DENPASAR, Berita Dewata – Guna meluruskan informasi terkait virus Corona atau Covid-19 dan dalam rangka mewujudkan Indonesia Layak Anak (IDOLA) di 2030, yang merupakan program prioritas pemerintah yang dilakukan secara terencana, menyeluruh, dan berkelanjutan guna dengan program Kabupaten/Kota.

Bersama Diskominfos Bali, Kementerian Kominfo mengadakan acara Forum Diskusi Publik dengan tema “Implementasi Informasi Ramah Anak dalam Mewujudkan Kota Layak Anak”, sekaligus diskusi perangi Hoax Corona, berlangsung di Aula Dinas Pendidikan Pemuda dan Olahraga Provinsi Bali di Denpasar, Sabtu, 7 Maret 2020.

Direktur Informasi dan Komunikasi Pembangunan Manusia dan Kebudayaan Kementerian Kominfo Wiryanta mengatakan, dua hal yang menjadi hak dasar anak yakni, pendidikan dan kesehatan. “Contoh kota layak anak salah satunya menyediakan informasi ramah anak, yaitu informasi yang berdampak positif terhadap pertumbuhan anak,” kata Wiryanta ditemui usai pembukaan acara Forum Diskusi Publik.

Menurutnya, sampai saat ini masih ada 97 Kabupaten/Kota di Indonesia yang belum memenuhi persyaratan sebagai kota layak anak. Kegiatan yang dilakukan di Bali, dikatakan Wiryanta, dijadikan ‘benchmark’ sebagai tolok ukur bagi daerah lain.

Seluruh Kabupaten/Kota di Bali menurut Wiryanta, telah memenuhi standar sebagai kota ramah anak. “Yang perlu dilakukan adalah meningkatkan standar, karena ada sekitar 20 persyaratatan untuk sebuah kota masuk sebagai kota layak anak,” ujarnya.

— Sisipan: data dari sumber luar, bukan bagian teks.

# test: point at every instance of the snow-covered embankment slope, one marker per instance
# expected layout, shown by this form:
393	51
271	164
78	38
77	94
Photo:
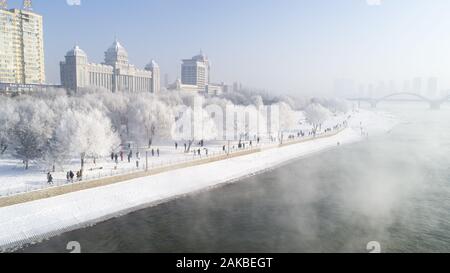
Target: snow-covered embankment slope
37	220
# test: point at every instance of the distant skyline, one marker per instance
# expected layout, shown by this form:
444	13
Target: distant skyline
288	46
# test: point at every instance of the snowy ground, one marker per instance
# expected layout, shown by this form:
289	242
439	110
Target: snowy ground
33	221
14	179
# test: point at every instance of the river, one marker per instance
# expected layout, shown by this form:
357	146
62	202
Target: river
393	189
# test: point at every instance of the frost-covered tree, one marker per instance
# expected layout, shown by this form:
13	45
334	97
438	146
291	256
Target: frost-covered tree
149	119
33	130
85	134
316	115
193	126
288	118
8	117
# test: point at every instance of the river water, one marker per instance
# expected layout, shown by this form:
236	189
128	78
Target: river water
393	189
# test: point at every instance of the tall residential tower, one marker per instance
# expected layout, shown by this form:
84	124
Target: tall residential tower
21	46
195	71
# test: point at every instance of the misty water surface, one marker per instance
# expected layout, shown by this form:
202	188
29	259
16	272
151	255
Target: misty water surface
394	189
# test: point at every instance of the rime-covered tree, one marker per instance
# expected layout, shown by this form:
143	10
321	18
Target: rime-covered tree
316	115
85	134
33	130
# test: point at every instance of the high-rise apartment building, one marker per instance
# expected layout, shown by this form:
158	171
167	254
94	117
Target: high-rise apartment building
195	71
21	47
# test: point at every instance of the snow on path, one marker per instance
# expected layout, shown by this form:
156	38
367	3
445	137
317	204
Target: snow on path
37	220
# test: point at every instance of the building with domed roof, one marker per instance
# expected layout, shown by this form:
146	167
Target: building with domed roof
115	74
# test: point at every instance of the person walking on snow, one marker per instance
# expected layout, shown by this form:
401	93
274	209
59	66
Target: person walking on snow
72	175
49	178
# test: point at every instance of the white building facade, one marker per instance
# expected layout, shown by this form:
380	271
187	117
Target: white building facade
115	74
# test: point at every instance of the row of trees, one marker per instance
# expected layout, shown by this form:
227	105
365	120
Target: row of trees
54	127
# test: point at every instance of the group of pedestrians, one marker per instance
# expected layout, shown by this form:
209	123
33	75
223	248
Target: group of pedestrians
70	175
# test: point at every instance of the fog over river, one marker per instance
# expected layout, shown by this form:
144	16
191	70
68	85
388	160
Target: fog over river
393	188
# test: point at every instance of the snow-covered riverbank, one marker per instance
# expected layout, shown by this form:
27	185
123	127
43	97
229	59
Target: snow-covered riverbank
37	220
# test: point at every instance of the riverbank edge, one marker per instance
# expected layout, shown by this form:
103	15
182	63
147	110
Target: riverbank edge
70	188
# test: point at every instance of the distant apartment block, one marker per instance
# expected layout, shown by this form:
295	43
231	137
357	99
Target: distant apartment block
21	47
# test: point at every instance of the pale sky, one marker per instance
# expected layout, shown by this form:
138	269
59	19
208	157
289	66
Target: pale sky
289	46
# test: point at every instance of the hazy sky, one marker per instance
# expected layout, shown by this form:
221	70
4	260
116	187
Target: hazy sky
282	45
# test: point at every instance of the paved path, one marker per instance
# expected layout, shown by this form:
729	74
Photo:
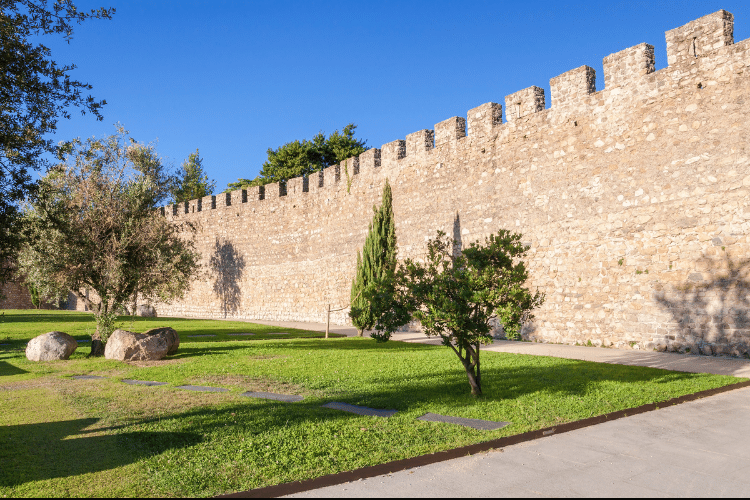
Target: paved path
700	448
667	360
695	449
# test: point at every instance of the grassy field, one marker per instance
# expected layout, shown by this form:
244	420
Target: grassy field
65	437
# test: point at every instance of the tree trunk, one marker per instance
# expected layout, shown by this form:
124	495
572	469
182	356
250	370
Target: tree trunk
471	365
476	388
97	346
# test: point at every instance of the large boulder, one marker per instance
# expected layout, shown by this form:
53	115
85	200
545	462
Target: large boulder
170	335
152	345
51	346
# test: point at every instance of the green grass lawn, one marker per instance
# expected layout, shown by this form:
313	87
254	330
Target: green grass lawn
65	437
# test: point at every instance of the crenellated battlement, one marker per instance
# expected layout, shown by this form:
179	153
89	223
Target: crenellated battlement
635	201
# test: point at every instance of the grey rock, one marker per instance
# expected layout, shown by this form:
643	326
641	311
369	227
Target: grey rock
51	346
123	345
170	335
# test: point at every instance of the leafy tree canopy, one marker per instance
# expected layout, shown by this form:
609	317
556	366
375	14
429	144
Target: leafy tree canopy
192	181
34	93
302	158
94	226
455	295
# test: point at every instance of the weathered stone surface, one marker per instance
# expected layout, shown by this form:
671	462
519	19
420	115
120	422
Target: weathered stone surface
51	346
635	201
123	345
146	311
170	336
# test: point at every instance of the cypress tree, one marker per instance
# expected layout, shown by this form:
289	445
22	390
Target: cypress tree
377	258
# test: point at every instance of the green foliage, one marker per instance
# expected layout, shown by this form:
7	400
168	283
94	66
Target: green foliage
454	296
94	225
302	158
192	182
35	92
34	293
378	259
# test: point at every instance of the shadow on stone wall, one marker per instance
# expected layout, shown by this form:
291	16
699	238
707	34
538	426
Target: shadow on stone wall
458	244
711	312
227	266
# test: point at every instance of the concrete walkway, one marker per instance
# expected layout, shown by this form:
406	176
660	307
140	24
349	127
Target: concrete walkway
666	360
700	448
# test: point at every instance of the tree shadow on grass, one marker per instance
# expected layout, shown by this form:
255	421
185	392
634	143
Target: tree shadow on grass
9	369
504	376
711	310
34	452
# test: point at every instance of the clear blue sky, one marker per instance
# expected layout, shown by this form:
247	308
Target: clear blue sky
234	78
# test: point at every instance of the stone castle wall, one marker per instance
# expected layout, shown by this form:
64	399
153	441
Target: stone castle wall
634	201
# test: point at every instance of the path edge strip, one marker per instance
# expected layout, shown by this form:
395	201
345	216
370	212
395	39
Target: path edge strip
472	449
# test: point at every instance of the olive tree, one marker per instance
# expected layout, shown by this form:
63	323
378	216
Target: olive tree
454	295
94	227
35	92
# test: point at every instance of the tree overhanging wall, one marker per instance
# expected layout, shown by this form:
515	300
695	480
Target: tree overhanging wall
634	200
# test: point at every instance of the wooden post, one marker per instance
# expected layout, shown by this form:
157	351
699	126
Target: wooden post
328	321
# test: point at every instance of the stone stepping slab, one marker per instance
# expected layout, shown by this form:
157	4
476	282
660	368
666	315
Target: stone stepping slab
142	382
474	423
287	398
200	388
360	410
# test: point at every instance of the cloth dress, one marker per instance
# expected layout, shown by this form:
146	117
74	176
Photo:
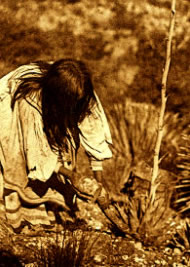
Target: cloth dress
28	184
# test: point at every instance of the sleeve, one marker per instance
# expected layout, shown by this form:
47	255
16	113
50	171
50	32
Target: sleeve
95	136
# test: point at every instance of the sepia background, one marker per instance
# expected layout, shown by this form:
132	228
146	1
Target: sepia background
123	43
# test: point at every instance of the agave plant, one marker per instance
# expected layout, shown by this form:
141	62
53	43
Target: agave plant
181	197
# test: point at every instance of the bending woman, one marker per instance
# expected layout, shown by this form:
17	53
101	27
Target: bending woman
46	111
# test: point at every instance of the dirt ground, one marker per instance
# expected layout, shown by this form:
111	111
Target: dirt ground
89	241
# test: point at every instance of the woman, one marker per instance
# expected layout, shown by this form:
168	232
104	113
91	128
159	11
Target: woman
46	111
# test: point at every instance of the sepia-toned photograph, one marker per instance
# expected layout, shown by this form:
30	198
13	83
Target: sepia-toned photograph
94	133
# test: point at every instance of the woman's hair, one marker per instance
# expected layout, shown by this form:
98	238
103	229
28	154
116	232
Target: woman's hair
67	95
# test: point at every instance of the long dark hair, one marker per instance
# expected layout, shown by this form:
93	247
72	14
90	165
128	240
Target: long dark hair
66	93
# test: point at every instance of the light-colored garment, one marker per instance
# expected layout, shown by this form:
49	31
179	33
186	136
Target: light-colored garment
24	149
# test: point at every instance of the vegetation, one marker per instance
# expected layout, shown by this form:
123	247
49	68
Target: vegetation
124	43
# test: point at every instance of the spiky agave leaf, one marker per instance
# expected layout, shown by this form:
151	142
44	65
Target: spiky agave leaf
134	131
181	198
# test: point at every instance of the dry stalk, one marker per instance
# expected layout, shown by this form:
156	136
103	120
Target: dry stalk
156	160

Dalam kegiatan yang digelar di gedung pertemuan Disdikpora Provinsi Bali, ratusan siswa tingkat SMP dan SMA di Bali diajak berdiskusi tentang berbagai informasi. Termasuk informasi terkait virus corona covid-19 yang saat ini tengah menjadi isu.

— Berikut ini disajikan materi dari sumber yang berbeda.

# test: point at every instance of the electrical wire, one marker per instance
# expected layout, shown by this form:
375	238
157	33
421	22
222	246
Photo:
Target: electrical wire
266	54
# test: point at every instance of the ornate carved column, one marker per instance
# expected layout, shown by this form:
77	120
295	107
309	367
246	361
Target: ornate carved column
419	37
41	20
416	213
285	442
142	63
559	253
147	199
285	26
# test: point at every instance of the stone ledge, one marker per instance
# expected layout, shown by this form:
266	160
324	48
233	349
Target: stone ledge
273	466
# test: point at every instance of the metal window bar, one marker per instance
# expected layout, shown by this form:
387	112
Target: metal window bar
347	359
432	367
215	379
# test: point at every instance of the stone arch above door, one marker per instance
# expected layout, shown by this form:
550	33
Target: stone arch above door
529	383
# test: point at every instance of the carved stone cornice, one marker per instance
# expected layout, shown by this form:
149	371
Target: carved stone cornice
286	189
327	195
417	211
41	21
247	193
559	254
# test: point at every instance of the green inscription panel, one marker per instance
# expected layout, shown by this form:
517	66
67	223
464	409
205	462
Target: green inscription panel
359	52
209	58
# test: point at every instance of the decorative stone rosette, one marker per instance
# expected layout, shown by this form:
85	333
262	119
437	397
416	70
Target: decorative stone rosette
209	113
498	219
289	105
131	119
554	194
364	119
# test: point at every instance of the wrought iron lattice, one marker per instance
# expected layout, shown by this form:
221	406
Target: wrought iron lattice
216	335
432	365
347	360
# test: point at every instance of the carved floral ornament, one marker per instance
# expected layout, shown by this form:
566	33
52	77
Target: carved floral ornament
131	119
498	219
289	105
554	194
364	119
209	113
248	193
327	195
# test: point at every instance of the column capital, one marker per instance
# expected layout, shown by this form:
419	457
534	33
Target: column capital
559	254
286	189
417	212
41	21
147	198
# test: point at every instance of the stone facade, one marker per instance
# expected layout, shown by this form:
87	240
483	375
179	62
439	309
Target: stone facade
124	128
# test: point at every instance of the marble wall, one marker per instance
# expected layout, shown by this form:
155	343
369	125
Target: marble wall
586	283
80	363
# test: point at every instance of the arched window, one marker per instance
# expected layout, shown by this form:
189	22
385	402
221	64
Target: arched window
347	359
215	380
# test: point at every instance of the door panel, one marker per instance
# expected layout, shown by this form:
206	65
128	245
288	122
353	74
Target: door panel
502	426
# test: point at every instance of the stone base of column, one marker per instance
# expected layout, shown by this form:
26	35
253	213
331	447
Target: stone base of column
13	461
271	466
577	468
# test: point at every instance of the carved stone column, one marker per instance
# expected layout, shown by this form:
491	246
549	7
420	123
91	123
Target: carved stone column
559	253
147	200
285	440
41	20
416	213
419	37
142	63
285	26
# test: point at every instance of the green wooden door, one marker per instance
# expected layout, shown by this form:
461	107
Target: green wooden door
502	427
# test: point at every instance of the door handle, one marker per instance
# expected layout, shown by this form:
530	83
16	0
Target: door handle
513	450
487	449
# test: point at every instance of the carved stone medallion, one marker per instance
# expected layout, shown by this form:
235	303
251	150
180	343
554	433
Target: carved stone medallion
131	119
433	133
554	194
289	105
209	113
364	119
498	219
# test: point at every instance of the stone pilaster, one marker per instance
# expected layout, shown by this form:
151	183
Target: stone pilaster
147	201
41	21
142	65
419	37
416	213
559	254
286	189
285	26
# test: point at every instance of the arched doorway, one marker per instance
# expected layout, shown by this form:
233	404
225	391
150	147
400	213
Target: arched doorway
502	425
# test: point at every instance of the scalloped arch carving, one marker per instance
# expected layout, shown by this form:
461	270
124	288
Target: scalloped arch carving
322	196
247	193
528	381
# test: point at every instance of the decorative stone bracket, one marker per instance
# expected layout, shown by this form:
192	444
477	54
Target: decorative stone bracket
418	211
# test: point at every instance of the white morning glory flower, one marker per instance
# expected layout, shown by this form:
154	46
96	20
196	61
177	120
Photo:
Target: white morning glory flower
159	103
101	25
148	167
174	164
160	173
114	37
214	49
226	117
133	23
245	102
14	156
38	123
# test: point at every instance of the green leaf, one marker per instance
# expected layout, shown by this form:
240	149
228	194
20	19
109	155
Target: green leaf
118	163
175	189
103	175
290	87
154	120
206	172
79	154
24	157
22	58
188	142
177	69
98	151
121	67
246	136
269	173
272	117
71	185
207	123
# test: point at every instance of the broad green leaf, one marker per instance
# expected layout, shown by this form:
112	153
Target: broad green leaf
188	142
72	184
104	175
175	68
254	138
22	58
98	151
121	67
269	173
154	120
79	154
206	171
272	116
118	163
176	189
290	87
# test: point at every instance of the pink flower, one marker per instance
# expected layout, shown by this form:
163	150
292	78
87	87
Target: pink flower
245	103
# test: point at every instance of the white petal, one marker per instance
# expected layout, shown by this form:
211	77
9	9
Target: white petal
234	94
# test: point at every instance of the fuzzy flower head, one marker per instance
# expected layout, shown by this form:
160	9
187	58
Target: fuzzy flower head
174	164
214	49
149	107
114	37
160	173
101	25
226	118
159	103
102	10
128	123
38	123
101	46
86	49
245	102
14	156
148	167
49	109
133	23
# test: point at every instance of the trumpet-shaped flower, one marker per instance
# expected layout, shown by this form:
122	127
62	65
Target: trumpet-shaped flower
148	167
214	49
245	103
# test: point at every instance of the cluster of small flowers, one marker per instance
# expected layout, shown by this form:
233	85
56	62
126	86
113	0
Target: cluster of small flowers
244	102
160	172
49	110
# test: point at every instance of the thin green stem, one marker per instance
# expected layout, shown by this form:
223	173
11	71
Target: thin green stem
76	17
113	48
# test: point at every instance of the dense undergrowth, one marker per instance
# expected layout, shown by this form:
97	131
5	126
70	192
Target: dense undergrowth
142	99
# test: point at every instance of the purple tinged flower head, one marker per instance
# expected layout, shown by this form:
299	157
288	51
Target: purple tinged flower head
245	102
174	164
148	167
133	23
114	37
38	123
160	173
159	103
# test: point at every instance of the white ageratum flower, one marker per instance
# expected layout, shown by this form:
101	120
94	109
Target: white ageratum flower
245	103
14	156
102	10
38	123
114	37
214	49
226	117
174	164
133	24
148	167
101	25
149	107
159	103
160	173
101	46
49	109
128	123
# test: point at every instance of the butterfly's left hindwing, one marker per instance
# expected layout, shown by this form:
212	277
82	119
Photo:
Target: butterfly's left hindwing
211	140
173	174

Direktur Informasi dan Komunikasi Pembangunan Manusia dan Kebudayaan Kementerian Kominfo Wiryanta bersama Kepala Bidang Informasi Komunikasi Publik Diskominfos, Ida Bagus Agung Ludra

Kepala Bidang Informasi Komunikasi Publik Diskominfos, Ida Bagus Agung Ludra mengatakan, informasi kepada anak harus diberikan secara benar dan dalam bahasa yang mudah dipahami. Seperti contoh saat ini, membanjirnya informasi terkait virus yang ditemukan di Wuhan, China.

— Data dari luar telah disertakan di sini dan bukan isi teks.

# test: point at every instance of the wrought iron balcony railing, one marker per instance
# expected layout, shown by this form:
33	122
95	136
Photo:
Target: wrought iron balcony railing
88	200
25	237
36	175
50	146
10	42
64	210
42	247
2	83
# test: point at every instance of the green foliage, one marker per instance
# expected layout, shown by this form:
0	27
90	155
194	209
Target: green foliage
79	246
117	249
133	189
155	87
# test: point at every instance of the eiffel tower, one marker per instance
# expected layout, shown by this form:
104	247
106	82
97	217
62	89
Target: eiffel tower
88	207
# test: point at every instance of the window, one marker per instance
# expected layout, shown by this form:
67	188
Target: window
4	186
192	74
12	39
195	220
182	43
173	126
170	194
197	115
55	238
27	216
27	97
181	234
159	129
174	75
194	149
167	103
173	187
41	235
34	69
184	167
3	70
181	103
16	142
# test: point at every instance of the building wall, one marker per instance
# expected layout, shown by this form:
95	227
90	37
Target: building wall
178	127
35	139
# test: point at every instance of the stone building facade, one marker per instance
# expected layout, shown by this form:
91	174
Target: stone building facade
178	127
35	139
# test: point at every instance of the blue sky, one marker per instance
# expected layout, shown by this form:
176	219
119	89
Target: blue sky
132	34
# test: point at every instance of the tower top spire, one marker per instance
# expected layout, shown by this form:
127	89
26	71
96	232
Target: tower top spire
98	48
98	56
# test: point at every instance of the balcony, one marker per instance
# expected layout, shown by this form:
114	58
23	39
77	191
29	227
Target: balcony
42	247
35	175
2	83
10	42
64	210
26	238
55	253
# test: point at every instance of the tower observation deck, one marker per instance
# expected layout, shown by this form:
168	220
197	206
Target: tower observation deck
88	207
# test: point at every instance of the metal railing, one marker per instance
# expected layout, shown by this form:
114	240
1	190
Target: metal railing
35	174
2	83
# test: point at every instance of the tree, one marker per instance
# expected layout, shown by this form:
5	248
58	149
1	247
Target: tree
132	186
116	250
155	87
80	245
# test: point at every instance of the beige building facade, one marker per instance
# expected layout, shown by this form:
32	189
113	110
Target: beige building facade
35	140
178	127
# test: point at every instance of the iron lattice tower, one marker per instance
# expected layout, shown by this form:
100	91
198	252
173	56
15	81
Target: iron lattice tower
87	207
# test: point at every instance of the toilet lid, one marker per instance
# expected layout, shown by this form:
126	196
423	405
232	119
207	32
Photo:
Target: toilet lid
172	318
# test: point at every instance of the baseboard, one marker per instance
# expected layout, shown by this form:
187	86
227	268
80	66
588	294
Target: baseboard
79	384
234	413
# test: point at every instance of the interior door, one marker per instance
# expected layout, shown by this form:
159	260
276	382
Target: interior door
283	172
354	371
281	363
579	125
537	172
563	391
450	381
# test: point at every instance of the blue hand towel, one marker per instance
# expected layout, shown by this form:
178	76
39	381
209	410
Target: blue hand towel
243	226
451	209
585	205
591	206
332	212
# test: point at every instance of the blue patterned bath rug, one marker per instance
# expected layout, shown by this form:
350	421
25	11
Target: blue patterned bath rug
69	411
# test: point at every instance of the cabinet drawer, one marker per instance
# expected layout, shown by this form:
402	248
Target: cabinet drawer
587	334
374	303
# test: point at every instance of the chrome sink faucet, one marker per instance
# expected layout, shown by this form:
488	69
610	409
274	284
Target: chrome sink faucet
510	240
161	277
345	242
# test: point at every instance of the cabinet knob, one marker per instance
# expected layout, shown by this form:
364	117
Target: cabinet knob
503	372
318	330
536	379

“Anak-anak diberikan pemahaman tentang informasi gak benar dan hoaks. Hoaks (virus corona) itu bukan hanya terjadi di Bali atau nasional, tapi sudah mendunia dan berpengaruh ke setiap aspek kehidupan. Itu yang harus diluruskan,” ungkap Ludra.

Wiryanta menambahkan, Presiden pernah mengatakan ada 2 orang terpapar oleh virus Corona, “Ini terjadi kepanikan macam-macam, sebetulnya bahaya dari virus Corona itu jauh lebih rendah orang yang terpapar 94% sembuh, catat itu 94% sembuh jadi tingkat kematiannya rendah sekali itu hanya sekitar 3-4%.” Terangnya.

Justru yang membuat kecemasan pada masyarakat itu yang lebih berbahaya dari Corona. Adanya penyebaran kabar bohong atau hoax hal-hal yang semacam itu yang berbahaya. Hoax disampaikan oleh segelintir orang/oknum yang membuat kegaduhan di tengah-tengah masyarakat. “Stop dan hentikan Hoax.” Tegasnya.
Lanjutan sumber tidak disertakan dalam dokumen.